Anthony Martin at the Examiner noted the international agency now can operate in the U.S. will "full immunity" from U.S. laws and "with complete independence from oversight from the FBI."
At National Review Andy McCarthy asked, "Why would we elevate an international police force above American law? Why would we immunize an international police force from the limitations that constrain the FBI and other American law-enforcement agencies? Why is it suddenly necessary to have, within the Justice Department, a repository for stashing government files which, therefore, will be beyond the ability of Congress, American law-enforcement, the media, and the American people to scrutinize?"
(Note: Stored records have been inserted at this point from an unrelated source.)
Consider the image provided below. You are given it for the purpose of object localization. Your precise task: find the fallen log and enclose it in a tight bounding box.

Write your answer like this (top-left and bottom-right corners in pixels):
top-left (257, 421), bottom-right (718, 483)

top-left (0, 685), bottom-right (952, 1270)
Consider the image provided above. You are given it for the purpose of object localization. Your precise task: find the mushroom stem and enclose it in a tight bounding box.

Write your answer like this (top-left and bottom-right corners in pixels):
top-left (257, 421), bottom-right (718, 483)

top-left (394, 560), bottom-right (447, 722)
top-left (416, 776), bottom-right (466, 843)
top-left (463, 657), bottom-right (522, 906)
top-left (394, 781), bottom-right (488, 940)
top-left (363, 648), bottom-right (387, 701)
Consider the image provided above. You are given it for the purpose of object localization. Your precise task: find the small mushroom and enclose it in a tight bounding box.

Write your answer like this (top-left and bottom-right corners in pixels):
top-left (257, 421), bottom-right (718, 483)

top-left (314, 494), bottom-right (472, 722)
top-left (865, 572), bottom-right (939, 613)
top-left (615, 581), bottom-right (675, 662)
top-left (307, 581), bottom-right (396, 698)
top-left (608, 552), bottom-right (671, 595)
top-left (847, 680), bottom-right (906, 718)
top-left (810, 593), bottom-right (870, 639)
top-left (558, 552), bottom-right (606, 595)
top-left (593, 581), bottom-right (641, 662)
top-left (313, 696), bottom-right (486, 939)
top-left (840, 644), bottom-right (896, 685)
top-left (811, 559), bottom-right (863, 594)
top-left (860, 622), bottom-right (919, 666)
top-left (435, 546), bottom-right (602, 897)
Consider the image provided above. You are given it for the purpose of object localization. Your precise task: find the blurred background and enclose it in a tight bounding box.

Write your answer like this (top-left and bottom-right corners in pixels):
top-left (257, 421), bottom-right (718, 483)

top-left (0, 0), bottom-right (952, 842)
At UNDispatch, which is a blog on the United Nations, Mark Leon Goldberg, who explained he worked at Interpol's headquarters in France in 2002, said there isn't much danger of INTERPOL agents whisking Americans off to jail. But he confirmed, "As to the specific reason why the Obama administration would decide, last week, to extend to INTERPOL the same suite of diplomatic privileges that are typically accorded to international organizations? I don't have a good answer for that. My sense is that it probably has something to with the accessibility of INTERPOL's secure criminal databases (on things like stolen passports and the like)."
But the Obama critics at the Obamafile weren't convinced.
"By this EO, Obama has conferred diplomatic immunity upon INTERPOL, exemption from being subject to search and seizure by law enforcement, exemption from U.S. taxes, and immunity from FOIA requests, etc. … Does INTERPOL have a file on Obama – or his associations?"